Tempo é ternura
Fabrício Carpinejar
Viver
tem sido adiantar o serviço do dia seguinte. No domingo, já estamos na
segunda, na terça já estamos na quarta e sempre um dia a mais do dia que
deveríamos viver. Pelo excesso de antecedência, vamos morrer um mês
antes.
Está
na hora de encarar a folha branca da agenda e não escrever. O costume é
marcar o compromisso e depois adiar, que não deixa de ser uma maneira
de ainda cumpri-lo.
Tempo é ternura.
Perder
tempo é a maior demonstração de afeto. A maior gentileza. Sair daquele
aproveitamento máximo de tarefas. Ler um livro para o filho pequeno
dormir. Arrumar as gavetas da escrivaninha de sua mulher quando poderia
estar fazendo suas coisas. Consertar os aparelhos da cozinha, trocar as
pilhas do controle remoto. Preparar um assado de 40 minutos. Usar pratos
desnecessários, não economizar esforço, não simplificar, não poupar
trabalho, desperdiçar simpatia.
Levar
uma manhã para alinhar os quadros, uma tarde para passar um paninho nas
capas dos livros e lembrar as obras que você ainda não leu.

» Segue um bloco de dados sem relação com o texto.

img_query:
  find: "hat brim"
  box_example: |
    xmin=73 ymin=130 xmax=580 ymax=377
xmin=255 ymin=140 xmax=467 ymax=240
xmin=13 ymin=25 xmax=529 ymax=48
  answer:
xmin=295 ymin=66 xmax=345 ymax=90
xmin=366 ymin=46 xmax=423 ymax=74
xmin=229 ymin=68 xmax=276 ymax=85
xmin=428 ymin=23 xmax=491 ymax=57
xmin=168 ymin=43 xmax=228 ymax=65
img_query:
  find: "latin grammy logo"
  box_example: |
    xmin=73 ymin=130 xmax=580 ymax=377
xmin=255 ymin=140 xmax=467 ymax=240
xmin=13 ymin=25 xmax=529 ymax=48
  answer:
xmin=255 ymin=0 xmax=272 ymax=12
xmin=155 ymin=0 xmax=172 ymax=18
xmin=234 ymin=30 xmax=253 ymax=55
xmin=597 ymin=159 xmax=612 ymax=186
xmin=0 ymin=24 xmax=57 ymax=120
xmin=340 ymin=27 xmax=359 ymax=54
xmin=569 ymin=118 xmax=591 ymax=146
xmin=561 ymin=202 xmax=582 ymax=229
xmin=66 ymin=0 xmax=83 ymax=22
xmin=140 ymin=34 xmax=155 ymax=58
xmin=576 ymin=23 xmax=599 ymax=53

Experimentar roupas antigas e não colocar nenhuma fora. Produzir sentido
da absoluta falta de lógica.
Tempo é ternura.
O
tempo sempre foi algoz dos relacionamentos. Convencionou-se explicar
que a paixão é biológica, dura apenas dois anos e o resto da convivência
é comodismo.
Não é verdade, amor não é intensidade que se extravia na duração.
Somente
descobriremos a intensidade se permitirmos durar. Se existe
disponibilidade para errar e repetir. Quem repete o erro logo se
apaixonará pelo defeito mais do que pelo acerto e buscará acertar o erro
mais do que confirmar o acerto. Pois errar duas vezes é talento,
acertar uma vez é sorte.
Acima
da obsessão de controlar a rotina e os próximos passos, improvisar para
permanecer ao lado da esposa. Interromper o que precisamos para
despertar novas necessidades.
Intensidade
é paciência, é capricho, é não abandonar algo porque não funcionou. É
começar a cuidar justamente porque não funcionou.
Casais
há mais de três décadas juntos perderam tempo. Criaram mais chances do
que os demais. Superaram preconceitos. Perdoaram medos. Dobraram o
orgulho ao longo das brigas. Dormiram antes de tomar uma decisão.
Cederam
o que tinham de mais precioso: a chance de outras vidas. Dar uma vida a
alguém será sempre maior do que qualquer vida imaginada.